Folate and memantine treatment protected against Ab(25–35) peptide‐induced neuron cytotoxicity

This study was to investigate whether and mechanisms by which folic acid (FS) or/and memantine (MT), a clinical drug for treatment of Alzheimer's disease, protected against amyloid‐β (Aβ)‐induce neurotoxicity. Neuroblastoma cells (SH‐SY5Y) were pre‐incubated with folate or/and MT, and then treated with Aβ (25–35) . Neuronal death and signaling were assayed. Treatment of SH‐SY5Y cells with 50 μM Aβ (25–35) for 48 hrs significantly induced apoptotic and necrotic death, which coincided with elevation of calcium and superoxide levels, increased mitochondrial (mt) membrane depolarization, and cytochrome c release. MT treatment at 20 μM ameliorated depolarized mt membrane potential of Aβ (25–35) ‐treated cells, yet did not affect cell death. FS at 1000 μM, but not 500 μM, significantly reduced Aβ (25–35) ‐promote calcium influx and apoptotic death. FS at 500 μM in combination with MT treatment protected Aβ (25–35) ‐treated cells from mt membrane depolarization, death signal release of cytochrome c and apoptotic death.

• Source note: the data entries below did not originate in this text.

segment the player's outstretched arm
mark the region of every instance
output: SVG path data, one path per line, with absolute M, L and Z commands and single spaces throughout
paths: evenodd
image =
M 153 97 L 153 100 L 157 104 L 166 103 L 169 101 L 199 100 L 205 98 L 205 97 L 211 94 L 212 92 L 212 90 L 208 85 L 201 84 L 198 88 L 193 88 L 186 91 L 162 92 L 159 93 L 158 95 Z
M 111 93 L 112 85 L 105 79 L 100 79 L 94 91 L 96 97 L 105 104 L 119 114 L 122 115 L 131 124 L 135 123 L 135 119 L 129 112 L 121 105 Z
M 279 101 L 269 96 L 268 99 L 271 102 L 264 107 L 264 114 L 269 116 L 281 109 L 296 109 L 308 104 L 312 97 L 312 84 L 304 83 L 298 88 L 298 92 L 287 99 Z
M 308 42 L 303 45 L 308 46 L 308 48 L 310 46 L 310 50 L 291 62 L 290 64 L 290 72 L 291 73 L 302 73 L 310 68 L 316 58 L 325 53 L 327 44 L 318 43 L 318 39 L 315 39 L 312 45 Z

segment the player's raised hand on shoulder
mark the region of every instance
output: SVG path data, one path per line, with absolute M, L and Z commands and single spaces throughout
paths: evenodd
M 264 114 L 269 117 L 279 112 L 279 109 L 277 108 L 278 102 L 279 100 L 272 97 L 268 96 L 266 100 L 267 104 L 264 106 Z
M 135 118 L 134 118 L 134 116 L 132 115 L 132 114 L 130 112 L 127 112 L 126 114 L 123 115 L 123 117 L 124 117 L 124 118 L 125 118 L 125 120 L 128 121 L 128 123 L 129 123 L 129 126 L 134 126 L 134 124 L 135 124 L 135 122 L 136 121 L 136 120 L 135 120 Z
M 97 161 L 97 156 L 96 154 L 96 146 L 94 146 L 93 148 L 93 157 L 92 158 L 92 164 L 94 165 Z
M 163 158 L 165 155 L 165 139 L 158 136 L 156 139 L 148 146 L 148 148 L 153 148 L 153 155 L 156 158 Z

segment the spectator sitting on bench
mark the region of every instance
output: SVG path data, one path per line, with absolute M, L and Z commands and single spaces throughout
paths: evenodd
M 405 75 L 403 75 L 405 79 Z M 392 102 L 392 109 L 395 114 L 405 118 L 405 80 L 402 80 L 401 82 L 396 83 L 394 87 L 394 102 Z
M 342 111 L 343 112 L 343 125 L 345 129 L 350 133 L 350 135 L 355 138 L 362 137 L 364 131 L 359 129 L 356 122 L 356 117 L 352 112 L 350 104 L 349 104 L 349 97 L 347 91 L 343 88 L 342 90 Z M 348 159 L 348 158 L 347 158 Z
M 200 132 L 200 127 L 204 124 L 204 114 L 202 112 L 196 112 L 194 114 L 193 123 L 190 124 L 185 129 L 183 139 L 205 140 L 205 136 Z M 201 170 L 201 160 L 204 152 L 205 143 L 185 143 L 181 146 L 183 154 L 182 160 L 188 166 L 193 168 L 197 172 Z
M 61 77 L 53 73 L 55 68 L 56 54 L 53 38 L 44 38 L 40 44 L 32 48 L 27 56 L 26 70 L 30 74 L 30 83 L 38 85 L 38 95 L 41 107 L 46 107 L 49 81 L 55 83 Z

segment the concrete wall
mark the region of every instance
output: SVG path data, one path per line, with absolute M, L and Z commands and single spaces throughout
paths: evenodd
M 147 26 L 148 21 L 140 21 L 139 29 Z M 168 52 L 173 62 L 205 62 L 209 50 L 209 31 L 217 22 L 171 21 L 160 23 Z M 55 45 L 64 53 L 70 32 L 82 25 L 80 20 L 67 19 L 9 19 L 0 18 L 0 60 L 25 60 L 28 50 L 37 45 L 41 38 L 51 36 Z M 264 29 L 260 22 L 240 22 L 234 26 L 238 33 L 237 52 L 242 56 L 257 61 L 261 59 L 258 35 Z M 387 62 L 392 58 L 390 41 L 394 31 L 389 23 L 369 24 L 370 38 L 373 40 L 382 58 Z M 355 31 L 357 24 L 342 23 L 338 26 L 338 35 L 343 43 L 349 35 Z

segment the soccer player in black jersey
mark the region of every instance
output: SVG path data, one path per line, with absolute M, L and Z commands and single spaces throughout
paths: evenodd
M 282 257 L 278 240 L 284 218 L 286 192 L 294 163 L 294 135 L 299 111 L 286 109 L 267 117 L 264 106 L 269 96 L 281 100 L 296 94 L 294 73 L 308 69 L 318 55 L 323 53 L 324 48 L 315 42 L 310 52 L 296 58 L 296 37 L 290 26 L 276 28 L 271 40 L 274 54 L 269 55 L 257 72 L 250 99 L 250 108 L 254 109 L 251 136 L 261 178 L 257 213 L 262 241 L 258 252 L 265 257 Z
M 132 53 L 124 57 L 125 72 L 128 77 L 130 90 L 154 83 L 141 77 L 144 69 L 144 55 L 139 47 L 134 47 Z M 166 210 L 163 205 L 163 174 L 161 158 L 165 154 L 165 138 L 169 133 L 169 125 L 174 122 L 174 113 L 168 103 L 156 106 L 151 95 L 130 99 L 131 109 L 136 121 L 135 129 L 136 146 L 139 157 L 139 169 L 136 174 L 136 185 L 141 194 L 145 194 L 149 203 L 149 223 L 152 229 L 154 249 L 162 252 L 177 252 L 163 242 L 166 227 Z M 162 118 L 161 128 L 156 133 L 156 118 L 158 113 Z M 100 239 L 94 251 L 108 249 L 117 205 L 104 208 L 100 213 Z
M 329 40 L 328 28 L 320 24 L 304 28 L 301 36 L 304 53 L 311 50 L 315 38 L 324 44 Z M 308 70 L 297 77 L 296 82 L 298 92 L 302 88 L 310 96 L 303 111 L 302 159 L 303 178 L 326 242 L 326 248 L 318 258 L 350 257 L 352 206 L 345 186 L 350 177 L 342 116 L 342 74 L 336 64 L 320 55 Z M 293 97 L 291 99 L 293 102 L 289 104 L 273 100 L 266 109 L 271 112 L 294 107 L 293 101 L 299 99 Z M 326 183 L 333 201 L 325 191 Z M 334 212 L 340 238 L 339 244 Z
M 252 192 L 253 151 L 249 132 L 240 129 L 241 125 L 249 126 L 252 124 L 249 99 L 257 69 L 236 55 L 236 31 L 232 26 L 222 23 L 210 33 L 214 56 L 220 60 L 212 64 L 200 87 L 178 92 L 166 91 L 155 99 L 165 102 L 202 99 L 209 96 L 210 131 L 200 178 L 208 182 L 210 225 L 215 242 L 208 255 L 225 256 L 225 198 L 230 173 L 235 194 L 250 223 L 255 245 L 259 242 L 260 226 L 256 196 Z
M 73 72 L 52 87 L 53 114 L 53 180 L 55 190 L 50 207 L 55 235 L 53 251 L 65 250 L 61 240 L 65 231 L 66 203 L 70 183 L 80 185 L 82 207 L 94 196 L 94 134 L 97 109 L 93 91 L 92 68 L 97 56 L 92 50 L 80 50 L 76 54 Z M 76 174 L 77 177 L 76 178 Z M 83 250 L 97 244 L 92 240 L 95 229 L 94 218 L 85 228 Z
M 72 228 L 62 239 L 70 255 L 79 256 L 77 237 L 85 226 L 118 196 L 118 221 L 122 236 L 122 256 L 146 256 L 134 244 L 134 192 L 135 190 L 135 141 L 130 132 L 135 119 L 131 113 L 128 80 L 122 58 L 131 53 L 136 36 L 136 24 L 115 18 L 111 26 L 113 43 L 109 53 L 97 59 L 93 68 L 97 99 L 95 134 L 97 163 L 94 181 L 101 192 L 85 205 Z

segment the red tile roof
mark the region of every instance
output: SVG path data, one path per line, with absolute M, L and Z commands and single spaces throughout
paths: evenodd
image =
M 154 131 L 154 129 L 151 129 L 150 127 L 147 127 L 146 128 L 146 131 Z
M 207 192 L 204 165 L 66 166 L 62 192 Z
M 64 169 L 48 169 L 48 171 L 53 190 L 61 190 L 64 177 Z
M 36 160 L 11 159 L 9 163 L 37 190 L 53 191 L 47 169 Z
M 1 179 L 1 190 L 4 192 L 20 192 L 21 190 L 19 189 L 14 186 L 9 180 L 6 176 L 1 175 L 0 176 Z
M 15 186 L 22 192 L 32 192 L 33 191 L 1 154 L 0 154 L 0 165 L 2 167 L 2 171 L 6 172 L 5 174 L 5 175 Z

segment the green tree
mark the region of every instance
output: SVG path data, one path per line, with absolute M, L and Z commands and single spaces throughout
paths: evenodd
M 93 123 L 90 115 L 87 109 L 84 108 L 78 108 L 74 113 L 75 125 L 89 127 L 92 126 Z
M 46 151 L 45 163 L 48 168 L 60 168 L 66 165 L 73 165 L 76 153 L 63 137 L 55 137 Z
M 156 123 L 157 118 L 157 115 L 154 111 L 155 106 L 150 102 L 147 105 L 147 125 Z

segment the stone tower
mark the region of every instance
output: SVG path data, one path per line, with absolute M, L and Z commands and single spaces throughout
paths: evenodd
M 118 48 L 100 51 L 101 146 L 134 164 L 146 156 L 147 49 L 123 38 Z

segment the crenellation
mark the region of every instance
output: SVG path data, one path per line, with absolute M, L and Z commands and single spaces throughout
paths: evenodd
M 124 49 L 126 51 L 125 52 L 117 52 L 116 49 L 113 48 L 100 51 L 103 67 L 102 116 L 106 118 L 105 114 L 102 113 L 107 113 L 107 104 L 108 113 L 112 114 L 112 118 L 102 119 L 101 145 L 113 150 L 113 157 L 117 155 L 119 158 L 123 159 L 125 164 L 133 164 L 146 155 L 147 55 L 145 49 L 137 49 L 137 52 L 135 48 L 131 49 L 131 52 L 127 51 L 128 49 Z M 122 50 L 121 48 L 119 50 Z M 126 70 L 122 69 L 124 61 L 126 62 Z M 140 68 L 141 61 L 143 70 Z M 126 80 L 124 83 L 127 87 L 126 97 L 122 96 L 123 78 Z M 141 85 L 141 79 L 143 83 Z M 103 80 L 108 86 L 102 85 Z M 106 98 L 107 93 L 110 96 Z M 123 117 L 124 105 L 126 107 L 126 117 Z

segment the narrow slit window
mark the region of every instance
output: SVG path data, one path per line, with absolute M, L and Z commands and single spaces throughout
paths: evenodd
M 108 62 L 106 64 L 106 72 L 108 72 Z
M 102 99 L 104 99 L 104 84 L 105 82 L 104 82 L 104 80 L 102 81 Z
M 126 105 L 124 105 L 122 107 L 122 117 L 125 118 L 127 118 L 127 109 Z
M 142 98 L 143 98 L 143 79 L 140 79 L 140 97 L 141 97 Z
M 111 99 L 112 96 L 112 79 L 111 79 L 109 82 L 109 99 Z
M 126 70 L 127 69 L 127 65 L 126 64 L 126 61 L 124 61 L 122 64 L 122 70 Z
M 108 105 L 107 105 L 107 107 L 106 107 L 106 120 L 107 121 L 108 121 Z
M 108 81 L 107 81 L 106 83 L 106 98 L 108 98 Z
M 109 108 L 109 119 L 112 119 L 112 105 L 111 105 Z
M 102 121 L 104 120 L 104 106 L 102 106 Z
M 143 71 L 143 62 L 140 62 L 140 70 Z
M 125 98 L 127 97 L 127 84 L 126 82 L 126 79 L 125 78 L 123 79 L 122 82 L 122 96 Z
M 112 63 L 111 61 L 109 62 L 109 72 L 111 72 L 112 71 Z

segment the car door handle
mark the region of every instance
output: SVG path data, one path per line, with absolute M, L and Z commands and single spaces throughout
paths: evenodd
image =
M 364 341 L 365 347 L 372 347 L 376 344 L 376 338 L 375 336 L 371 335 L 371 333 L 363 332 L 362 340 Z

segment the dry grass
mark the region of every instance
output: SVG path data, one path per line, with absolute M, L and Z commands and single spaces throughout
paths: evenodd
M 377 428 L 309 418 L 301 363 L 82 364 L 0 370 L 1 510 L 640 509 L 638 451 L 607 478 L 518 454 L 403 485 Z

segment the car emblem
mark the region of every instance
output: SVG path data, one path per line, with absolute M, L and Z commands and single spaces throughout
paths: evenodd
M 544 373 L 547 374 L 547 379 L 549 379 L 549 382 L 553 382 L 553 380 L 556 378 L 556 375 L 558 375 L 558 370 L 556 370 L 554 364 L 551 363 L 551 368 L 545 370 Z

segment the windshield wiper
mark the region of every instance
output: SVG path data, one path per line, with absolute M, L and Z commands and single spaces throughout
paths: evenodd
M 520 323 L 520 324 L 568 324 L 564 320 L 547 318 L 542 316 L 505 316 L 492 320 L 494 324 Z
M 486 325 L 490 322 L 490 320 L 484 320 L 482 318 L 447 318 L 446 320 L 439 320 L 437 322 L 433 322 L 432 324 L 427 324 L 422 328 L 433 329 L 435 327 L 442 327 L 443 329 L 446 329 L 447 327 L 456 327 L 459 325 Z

High levels of FS (1000 μM) in combination with MT treatment further reduced superoxide levels, apoptotic and necrotic death in Aβ (25–35) ‐treated cells. Collectively, FS in combination with MT treatment promoted synergistic effects to protect neuronal cells from Aβ (25–35) ‐induced apoptotic and necrotic death, mediated by amelioration of ROS production and mt‐associated death signaling.